Hybrids Dominate EPA’s Top 10 Fuel Economy List
Nine of the top 10 vehicles in the Environmental Protection Agency’s fuel economy rankings for the 2010 model year are hybrid gas-electric vehicles—putting to rest any question about the technology’s ability to wring more miles from a gallon of gas.
The list also reveals the trend of more hybrid models coming out from a wider group of automakers. Six different car companies now make hybrids. “There’s now a hybrid for everyone,” the EPA said in releasing the latest findings. “It’s not either a Prius or a Insight anymore.”
The Toyota Prius was once again the leader, with fuel economy of 51 miles per gallon in the city and 48 mpg on the highway. Other vehicles in the top 10 include the Ford Fusion Hybrid and its Mercury Milan twin, the Insight and Civic Hybrid from Honda, and the Nissan Altima. The only non-hybrid on the list was the tiny Smart ForTwo, which is rated at 33 mpg city/41 highway.
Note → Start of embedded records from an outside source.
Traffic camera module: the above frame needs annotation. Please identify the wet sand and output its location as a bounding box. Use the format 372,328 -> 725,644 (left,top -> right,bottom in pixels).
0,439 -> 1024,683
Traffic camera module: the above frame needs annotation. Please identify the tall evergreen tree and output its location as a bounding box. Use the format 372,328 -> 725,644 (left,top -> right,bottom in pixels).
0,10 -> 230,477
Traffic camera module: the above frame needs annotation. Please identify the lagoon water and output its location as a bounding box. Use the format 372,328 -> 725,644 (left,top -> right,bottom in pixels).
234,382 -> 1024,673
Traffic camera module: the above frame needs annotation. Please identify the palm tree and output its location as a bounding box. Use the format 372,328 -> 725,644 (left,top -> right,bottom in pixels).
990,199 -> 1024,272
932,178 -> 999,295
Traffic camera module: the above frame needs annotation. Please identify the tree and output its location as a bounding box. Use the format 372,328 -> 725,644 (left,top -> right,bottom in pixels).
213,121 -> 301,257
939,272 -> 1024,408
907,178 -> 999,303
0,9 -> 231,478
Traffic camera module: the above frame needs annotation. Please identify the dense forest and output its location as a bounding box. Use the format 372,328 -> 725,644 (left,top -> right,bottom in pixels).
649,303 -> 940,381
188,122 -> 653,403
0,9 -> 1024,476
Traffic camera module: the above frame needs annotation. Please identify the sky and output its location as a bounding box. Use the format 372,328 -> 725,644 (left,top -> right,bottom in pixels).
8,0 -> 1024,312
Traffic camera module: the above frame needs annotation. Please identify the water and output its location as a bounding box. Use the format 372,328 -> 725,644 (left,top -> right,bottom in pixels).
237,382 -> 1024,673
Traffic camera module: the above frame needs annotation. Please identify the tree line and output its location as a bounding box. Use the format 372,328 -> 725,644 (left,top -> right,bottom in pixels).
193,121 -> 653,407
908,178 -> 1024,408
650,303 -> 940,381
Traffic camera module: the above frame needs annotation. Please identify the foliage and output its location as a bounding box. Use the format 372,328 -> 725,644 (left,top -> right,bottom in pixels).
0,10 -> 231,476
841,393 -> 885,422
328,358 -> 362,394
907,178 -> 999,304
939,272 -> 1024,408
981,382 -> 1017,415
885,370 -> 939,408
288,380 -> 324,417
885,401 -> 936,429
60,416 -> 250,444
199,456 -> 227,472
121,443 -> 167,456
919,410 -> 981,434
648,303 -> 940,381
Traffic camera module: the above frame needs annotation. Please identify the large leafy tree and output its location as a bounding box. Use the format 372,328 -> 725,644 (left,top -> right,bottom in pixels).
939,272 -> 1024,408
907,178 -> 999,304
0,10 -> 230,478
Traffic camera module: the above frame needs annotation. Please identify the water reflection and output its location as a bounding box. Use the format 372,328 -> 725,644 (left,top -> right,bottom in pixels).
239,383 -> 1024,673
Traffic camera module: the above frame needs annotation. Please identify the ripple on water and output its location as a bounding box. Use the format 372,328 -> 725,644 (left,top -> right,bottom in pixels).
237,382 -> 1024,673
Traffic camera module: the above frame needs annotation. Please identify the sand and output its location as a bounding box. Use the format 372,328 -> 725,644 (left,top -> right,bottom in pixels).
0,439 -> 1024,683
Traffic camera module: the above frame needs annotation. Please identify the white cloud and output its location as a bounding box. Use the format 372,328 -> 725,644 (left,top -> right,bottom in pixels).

Japanese carmakers dominated the annual rankings, placing eight gas-electric hybrids in the Top 10—but Ford is now threatening to become the single American company to join the upper echelon of hybrid makers. If current trends continue, Ford will soon overtake Honda as the second biggest seller of hybrids—behind Toyota which sells more hybrids than all other carmakers combined.
Ford’s hybrid sales have increased by 73 percent this year, due to the success of the new 2010 Ford Fusion Hybrid and the sustained popularity of the Ford Escape Hybrid, the most fuel-efficient SUV on the market. “More than 60 percent of Fusion Hybrid sales have been from non-Ford owners, and more than half of those are customers coming from import brands, mostly from Toyota and Honda,” said David Finnegan, Ford hybrid marketing manager.
Meanwhile across the pond, Toyota was recognized this week as the “greenest” manufacturer in the United Kingdom, according to research conducted by Clean Green Cars. The award is based on CO2 emissions of an automakers entire lineup of cars and averaged by sales per unit. Based on the findings, Toyota is the first carmaker in the UK to drop below the 130g/km level for mean carbon emissions across its model range. The company’s new minicar, the Toyota iQ, helped it earn the award.
The Prius’s top ranking from the US EPA will be challenged next year by new plug-in hybrids and electric cars hitting the market. The EPA is struggling to establish meaningful comparisons between gas- and diesel-powered cars, hybrids, and plug-in cars—a potentially difficult calculation because it depends on multiple factors such as the number of miles driven, the distance of all-electric range, and the mix of energy sources used by a regional utility. The pressure on the EPA will continue to grow, because the Chevy Volt plug-in hybrid and Nissan Leaf electric car will be introduced next year. The all-electric Tesla Roadster was not included in this year’s ranking.